His mentor was his elder brother Hamid, whom old-timers will remember as the original velvety voice behind All India Radio's Bournvita Quiz Contest, which Sayani inherited after his brother's untimely death of a heart attack in the 1970s. "Hamid was wonderfully multifaceted — he was a magician, a stage actor, director and of course an excellent broadcaster."
Inspired by his brother, Ameen went to AIR to audition for the post of an announcer in Hindi. He had picked up the language while helping his mother — who was a part of the freedom movement, on first name terms with Jawaharlal Nehru, and had been asked by Gandhi to bring out a journal in simple Hindustani. Radio was going through some tumultuous changes then.

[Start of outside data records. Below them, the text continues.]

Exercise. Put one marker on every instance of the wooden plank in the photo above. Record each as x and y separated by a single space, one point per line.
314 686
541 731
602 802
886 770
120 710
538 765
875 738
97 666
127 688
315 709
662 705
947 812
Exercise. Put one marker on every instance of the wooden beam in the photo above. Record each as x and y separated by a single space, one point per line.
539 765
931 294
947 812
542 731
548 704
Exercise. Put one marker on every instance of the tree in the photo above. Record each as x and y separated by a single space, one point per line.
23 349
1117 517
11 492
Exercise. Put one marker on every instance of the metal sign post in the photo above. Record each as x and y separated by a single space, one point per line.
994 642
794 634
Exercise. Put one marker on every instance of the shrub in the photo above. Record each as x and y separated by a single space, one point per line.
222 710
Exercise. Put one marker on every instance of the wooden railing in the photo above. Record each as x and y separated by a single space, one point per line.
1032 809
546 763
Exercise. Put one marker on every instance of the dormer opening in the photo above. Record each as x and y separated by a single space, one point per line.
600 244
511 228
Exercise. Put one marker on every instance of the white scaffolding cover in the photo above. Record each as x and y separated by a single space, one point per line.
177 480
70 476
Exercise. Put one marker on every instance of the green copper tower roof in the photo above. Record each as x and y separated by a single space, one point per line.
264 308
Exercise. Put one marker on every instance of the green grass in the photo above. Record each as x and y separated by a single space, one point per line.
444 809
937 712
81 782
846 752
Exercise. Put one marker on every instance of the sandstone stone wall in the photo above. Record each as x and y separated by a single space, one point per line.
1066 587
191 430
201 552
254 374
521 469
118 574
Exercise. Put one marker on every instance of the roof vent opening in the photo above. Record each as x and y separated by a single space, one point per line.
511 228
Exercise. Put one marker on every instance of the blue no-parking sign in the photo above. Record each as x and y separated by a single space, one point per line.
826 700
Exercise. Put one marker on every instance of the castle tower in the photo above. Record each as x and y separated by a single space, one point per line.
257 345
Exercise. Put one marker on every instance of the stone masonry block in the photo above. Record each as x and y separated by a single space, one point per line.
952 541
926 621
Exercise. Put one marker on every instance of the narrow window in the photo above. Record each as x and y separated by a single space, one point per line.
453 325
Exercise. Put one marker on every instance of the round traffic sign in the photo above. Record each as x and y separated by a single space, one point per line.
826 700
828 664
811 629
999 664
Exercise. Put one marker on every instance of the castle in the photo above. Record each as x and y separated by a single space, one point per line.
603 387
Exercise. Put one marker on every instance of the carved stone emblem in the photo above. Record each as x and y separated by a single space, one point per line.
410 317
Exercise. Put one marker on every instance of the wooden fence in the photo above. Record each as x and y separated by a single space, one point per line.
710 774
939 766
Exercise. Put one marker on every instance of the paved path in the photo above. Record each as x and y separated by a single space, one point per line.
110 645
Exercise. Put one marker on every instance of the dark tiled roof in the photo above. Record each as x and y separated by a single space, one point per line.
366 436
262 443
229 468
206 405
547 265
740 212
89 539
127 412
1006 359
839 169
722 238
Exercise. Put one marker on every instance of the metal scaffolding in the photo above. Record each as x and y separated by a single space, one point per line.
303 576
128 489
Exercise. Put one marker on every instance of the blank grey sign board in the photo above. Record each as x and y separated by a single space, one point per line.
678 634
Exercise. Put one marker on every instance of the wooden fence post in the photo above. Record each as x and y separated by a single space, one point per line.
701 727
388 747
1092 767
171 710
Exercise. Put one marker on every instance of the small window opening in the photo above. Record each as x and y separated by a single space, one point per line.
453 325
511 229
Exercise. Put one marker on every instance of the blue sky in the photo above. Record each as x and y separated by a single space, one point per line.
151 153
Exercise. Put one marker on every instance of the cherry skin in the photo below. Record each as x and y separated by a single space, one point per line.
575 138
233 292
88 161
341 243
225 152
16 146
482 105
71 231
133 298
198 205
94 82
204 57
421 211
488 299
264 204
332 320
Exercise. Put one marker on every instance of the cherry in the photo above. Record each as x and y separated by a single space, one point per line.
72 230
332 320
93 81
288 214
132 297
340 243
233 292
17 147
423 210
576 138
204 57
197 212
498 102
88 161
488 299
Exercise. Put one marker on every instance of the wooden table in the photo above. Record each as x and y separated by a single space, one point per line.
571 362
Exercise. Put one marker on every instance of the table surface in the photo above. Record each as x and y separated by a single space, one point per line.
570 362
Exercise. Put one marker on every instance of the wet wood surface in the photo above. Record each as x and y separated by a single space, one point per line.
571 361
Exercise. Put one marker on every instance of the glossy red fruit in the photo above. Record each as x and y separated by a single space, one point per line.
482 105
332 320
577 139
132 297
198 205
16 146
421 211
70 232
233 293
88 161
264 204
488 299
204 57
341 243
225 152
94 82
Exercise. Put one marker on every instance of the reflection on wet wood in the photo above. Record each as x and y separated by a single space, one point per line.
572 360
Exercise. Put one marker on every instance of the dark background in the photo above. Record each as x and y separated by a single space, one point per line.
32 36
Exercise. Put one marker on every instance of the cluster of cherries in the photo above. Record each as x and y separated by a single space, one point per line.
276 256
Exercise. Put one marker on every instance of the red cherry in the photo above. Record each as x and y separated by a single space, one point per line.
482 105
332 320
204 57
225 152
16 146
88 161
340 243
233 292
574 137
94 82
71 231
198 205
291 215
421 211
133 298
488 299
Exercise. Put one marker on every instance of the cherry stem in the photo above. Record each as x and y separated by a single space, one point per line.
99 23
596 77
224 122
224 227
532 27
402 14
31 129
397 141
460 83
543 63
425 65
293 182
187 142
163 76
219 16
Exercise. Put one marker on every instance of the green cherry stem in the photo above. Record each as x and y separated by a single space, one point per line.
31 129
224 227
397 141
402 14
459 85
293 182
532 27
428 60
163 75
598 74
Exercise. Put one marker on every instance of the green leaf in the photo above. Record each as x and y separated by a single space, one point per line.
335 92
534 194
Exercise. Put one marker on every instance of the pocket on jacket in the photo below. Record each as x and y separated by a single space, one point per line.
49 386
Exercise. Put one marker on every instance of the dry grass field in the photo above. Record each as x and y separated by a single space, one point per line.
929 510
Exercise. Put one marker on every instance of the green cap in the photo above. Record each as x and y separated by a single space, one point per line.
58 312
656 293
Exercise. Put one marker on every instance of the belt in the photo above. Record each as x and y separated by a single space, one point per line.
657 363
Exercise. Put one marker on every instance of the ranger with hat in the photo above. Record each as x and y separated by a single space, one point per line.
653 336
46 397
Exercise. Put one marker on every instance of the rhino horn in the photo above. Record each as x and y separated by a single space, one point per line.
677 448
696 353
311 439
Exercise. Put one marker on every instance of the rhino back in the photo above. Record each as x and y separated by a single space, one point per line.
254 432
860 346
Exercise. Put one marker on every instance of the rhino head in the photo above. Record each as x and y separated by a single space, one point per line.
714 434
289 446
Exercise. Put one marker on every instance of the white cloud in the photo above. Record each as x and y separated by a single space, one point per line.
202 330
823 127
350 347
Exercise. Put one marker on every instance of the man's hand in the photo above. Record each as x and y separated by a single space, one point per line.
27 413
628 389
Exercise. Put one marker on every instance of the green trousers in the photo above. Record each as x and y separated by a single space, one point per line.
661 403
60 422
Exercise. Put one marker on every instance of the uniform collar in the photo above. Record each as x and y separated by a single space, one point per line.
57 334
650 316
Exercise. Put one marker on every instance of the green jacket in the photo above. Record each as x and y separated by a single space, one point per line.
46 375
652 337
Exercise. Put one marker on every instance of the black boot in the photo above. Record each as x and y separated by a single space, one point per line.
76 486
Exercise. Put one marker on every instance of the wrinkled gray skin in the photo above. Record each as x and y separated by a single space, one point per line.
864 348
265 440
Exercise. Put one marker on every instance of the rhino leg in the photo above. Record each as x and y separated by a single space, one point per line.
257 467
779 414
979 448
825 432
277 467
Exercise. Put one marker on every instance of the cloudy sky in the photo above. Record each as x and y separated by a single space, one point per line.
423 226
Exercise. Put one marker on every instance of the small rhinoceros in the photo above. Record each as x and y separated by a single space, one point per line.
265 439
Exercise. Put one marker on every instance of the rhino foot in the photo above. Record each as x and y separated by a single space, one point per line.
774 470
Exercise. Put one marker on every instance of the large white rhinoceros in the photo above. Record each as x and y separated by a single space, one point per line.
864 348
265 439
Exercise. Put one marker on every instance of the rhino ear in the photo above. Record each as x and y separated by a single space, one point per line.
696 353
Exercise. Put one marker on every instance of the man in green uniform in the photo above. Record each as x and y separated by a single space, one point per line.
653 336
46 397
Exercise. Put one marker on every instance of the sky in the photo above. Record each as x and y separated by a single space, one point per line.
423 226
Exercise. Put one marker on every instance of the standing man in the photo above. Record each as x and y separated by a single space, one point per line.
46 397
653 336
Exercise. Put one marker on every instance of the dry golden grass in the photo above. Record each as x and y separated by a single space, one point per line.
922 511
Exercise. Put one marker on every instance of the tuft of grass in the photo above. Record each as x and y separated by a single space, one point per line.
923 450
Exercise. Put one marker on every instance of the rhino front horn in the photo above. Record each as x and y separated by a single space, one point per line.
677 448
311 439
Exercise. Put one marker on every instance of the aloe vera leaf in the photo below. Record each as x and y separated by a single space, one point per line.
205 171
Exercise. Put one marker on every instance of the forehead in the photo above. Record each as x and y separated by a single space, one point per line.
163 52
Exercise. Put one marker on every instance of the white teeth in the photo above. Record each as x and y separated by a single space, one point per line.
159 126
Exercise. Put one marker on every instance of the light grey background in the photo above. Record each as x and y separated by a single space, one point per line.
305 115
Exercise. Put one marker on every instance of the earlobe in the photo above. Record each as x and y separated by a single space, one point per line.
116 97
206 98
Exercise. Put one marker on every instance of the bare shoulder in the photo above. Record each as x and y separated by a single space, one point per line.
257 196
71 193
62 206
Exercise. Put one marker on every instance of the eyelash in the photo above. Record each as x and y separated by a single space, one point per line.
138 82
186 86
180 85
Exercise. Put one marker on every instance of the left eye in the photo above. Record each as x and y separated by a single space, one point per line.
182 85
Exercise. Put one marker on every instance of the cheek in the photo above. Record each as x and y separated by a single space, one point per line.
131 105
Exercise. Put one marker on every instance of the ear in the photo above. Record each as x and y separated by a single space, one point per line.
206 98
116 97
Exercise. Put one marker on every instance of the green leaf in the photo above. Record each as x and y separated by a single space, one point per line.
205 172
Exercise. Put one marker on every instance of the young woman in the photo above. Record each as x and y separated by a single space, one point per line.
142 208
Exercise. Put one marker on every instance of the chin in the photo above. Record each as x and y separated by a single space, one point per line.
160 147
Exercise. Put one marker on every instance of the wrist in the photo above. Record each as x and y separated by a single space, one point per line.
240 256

Information and broadcasting minister B.V. Keskar, a patron of the classical arts, had banned Hindi film music. The outcome was that Sri Lanka's Radio Ceylon, which broadcast Hindi songs with its very powerful transmitters, started amassing listeners from India.
Hamid was a programme director for Radio Ceylon, and Ameen, then a student of Mumbai's St Xavier's College, used to hang around his office. Then, one day, the announcer for Ovaltine Phulwari, an amateur hour of Hindi music, didn't turn up, and Ameen was summoned. "The producer said, 'You're doing damn all, ogling all the girls. Why don't you read out this Hindi script?' I was a great dramabaaz — so I read it with gusto, shaking my head and body. 'It's not a wrestling match,' the producer said. 'Make it a little more sober'." He did, and was hired. He was paid every week too, with a tin of Ovaltine — "one small, teeny-weeny tin!"

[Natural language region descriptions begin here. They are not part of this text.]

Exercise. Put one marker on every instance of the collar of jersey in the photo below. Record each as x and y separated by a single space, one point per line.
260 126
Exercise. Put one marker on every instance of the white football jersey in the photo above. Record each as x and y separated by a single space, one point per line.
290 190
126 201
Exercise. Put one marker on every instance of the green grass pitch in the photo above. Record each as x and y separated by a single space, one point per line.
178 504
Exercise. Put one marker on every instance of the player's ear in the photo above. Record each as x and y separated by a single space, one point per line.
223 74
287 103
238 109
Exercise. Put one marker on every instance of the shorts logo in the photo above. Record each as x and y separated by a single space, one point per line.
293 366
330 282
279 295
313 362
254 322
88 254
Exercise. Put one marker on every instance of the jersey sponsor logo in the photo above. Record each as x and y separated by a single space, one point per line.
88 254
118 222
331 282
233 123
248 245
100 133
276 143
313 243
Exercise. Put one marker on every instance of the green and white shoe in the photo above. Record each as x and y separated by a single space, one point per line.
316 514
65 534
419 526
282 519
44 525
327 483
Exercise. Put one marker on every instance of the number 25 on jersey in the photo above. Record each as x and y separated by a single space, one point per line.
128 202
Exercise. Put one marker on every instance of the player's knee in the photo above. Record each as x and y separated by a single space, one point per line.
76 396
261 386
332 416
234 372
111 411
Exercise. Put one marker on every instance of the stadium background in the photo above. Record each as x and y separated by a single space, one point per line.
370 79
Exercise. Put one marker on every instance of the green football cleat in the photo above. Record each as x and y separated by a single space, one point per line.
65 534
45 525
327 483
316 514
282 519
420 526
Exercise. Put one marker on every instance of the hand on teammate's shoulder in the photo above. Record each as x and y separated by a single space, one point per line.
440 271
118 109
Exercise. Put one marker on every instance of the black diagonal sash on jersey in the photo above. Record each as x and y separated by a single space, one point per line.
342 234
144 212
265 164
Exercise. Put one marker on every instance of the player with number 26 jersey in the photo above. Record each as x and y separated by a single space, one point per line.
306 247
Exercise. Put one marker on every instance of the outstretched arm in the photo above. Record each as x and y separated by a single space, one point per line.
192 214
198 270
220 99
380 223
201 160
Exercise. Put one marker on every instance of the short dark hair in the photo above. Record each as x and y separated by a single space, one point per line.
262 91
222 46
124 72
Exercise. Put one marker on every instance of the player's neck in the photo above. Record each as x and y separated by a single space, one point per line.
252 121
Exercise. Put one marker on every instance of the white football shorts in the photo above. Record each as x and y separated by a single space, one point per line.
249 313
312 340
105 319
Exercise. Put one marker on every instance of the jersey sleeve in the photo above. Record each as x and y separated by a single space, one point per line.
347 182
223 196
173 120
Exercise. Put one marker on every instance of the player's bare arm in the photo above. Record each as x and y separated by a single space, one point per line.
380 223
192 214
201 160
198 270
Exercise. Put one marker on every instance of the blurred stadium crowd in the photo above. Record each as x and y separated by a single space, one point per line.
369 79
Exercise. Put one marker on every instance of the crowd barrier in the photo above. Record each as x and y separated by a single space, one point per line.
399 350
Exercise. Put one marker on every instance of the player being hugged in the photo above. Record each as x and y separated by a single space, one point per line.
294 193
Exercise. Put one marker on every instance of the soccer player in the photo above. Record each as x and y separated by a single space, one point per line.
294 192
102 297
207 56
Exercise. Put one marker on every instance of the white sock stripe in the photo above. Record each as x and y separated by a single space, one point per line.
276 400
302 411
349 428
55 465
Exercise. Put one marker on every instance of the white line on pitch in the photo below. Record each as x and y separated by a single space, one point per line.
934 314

Binaca Geetmala — later Cibaca and later still Colgate-Cibaca — started as an experiment. The sponsors wanted a Hindi music programme on air, and Sayani was asked to script and record it. The first show was aired on December 3, 1952. Six or seven days later, the mail started pouring in. "For the very first programme received 9,000 letters. By the end of the year it'd reached 65,000." Sayani did a whole lot of other radio shows too — interviews and mock trials, publicity for films, plays and so on. "I must have done 60,000 programmes all over the world," he says. "Geetmala itself lasted 45 years. It had 20 crore listeners in the late 1950s and 1960s."
He has a rich treasure of old recordings — which include 1,500-2,000 interviews with celebrities. Lately, he has been producing a CD series called Geetmala Ki Chhaon Mein— which gives the countdown ratings of the years, but includes songs that never made it to the hit list, along with Sayani's new commentary.